Named prompts abstract prompt definitions into standalone, reusable components that can be managed independently of your feature code. This separation of concerns enables centralized prompt management across your application and provides robust version control of your prompt templates. Named prompts allow you to conduct A/B testing between different prompt variants and make runtime modifications through the web interface without code changes. You can define a named prompt in the Web UI and implement the same Chalk feature with more concise code.
import chalk.functions as F
import chalk.prompts as P
from chalk.features import features
@features
class User:
id: str
comment: str
actual_sentiment: str
response: P.PromptResponse = P.run_prompt("analyze_sentiment")
predicted_sentiment: str = F.json_value(_.response.response, "sentiment")
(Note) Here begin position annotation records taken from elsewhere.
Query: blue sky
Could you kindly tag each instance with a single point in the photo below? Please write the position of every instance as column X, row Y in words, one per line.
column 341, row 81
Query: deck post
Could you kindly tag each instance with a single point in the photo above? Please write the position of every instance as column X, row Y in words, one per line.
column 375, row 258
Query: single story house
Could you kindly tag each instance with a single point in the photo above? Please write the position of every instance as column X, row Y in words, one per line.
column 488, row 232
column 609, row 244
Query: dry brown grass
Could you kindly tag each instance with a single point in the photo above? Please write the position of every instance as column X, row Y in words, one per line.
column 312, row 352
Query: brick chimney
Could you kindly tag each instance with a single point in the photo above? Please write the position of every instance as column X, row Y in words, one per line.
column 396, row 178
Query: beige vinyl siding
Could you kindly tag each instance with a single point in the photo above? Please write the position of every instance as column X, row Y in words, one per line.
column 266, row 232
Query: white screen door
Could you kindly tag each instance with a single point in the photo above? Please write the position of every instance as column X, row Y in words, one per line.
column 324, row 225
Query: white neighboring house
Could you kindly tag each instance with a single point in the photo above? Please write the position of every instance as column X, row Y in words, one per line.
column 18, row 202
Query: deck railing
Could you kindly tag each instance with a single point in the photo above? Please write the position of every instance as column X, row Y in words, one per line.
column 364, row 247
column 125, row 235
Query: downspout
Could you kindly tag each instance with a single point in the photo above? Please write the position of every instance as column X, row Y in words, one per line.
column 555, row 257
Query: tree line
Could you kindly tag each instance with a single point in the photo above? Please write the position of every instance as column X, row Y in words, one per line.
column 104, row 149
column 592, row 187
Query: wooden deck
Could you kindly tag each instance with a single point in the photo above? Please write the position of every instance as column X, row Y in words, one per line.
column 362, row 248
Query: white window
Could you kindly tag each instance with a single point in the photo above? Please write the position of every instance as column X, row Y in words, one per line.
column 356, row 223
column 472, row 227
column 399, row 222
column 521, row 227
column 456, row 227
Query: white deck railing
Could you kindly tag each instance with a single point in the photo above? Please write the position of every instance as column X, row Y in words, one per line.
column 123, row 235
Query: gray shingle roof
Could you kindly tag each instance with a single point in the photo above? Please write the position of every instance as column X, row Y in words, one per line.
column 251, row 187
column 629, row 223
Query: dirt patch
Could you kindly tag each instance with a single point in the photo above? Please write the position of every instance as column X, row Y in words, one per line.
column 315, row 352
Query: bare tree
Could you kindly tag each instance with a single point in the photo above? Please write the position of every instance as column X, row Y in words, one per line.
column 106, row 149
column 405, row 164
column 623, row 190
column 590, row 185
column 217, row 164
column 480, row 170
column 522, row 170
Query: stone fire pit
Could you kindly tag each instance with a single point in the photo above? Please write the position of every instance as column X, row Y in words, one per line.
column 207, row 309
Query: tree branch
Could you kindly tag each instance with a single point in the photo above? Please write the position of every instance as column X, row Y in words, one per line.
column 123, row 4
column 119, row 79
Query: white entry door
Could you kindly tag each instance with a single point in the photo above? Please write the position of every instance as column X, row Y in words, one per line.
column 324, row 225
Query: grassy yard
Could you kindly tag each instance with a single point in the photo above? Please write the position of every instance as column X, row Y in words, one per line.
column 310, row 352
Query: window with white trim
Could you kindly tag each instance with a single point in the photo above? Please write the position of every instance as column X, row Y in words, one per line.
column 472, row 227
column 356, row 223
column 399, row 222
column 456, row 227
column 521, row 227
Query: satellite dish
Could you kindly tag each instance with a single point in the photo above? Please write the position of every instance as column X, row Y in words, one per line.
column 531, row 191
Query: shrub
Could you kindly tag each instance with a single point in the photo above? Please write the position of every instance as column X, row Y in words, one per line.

Named prompts function as microservices within your ML pipeline, allowing you to modify prompt behavior without requiring code deployments. This architecture is particularly valuable for teams that need to iterate rapidly on prompt engineering or maintain multiple prompt variants.
The Chalk evaluation platform provides comprehensive tooling for testing and comparing prompt performance. This framework enables data-driven prompt engineering through systematic testing of prompt variants.
Evaluation begins with creating a labeled dataset that serves as your ground truth. This dataset should contain input examples and their expected outputs, enabling automated assessment of prompt performance:
import pandas as pd
sentiment_df = pd.read_csv("sentiment.csv")
sentiment_ds = chalk_client.create_dataset(
input=sentiment_df,
dataset_name="sentiment_gt",
)
sentiment_ds.to_pandas()
The evaluation framework allows you to test variations in prompt templates, assess the impact of different models and parameters, and validate changes to output structures. Built-in evaluators like “exact_match” offer immediate insights into prompt performance, while custom evaluation expressions enable more nuanced analysis specific to your use case.
eval_run = chalk_client.prompt_evaluation(
dataset_name="sentiment_gt",
evaluators=["exact_match"],
reference_output="user.actual_sentiment",
prompts=[
"analyze_sentiment-v1",
"analyze_sentiment-v2",
P.completion(
model="gpt-4o",
messages=[
P.message(role="system", content=system_message),
P.message(role="user", content=user_message),
],
),
]
)
eval_run.to_pandas()
The results of every evaluation are stored and available for viewing in the Web UI.